New test for rare form of cancer

30 May 2011

A cheap and reliable diagnostic test for a rare form of cancer has been developed by researchers at the University of Oxford. The test involves screening tumour samples for a particular molecular fingerprint unique to this type of cancer.

 
A new test for a rare form of cancer picks a biological 'fingerprint' of a deficiency in the FH enzyme.

Hereditary leiomyomatosis and renal cell cancer (HLRCC) is a disorder which causes the development of benign but often painful tumours in the skin and, in females, in the uterus.

Between one in six and one in ten people affected by the disorder will go on to develop an aggressive form of kidney cancer called papillary renal cell cancer. The condition often strikes people in their twenties.

The disorder is caused by genetic mutations – which may be inherited – that alter the production of an enzyme called fumarate hydratase (FH). This leads to an accumulation of fumarate within cells that promotes the development of cancer cells.

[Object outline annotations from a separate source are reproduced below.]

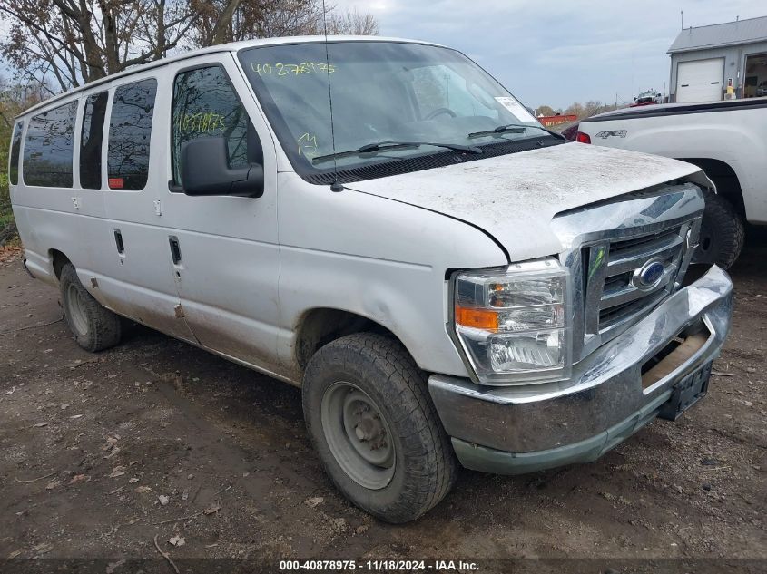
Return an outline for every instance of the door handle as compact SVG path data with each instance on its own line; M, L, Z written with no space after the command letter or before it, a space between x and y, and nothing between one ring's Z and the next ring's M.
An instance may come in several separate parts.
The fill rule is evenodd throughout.
M123 243L123 232L120 229L114 229L114 243L117 245L117 253L123 255L125 253L125 244Z
M171 245L171 258L173 259L173 265L178 265L182 262L182 248L179 245L179 238L172 235L168 238L168 243Z

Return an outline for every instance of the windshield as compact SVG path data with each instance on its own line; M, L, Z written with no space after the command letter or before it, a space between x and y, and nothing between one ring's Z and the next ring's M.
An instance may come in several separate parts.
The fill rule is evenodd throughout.
M327 156L334 151L338 169L345 170L446 152L430 143L484 146L552 137L503 86L455 50L394 42L330 42L327 60L325 50L324 43L311 43L240 53L264 112L302 175L331 170L333 161ZM493 131L506 124L530 127ZM369 150L370 144L413 141L428 143L357 151L363 146Z

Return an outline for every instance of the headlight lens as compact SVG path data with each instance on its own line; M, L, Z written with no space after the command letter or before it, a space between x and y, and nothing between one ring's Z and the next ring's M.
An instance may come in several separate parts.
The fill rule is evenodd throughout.
M569 281L551 258L457 276L456 333L480 383L570 376Z

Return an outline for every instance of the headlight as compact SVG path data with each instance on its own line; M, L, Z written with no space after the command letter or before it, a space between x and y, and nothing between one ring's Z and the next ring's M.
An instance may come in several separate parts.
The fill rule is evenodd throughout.
M456 277L456 334L480 383L570 376L569 282L551 258Z

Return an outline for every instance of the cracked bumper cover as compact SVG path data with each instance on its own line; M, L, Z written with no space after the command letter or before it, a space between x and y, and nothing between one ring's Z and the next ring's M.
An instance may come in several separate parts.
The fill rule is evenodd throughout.
M594 461L652 421L683 377L714 359L733 307L733 284L713 267L574 366L566 382L488 387L433 375L428 389L461 463L520 474ZM705 343L646 389L642 366L681 331L703 324Z

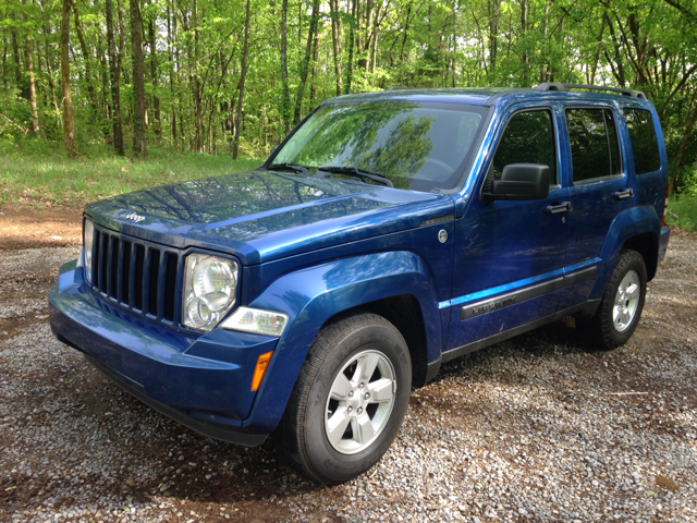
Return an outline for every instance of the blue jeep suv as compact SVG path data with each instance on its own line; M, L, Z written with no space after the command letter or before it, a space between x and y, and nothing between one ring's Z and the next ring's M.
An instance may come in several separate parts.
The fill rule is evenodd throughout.
M183 425L273 433L338 484L443 362L568 315L626 342L668 246L667 166L641 92L333 98L257 169L88 205L51 328Z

An international team of scientists has now identified a particular protein modification which is induced by deficiency in the FH enzyme. The study, led by researchers in Oxford's Nuffield Department of Clinical Medicine, is published in The Journal of Pathology,

This alteration is unique to this type of tumour and can be used as a biomarker – a biological 'fingerprint' to identify tumours caused by this process.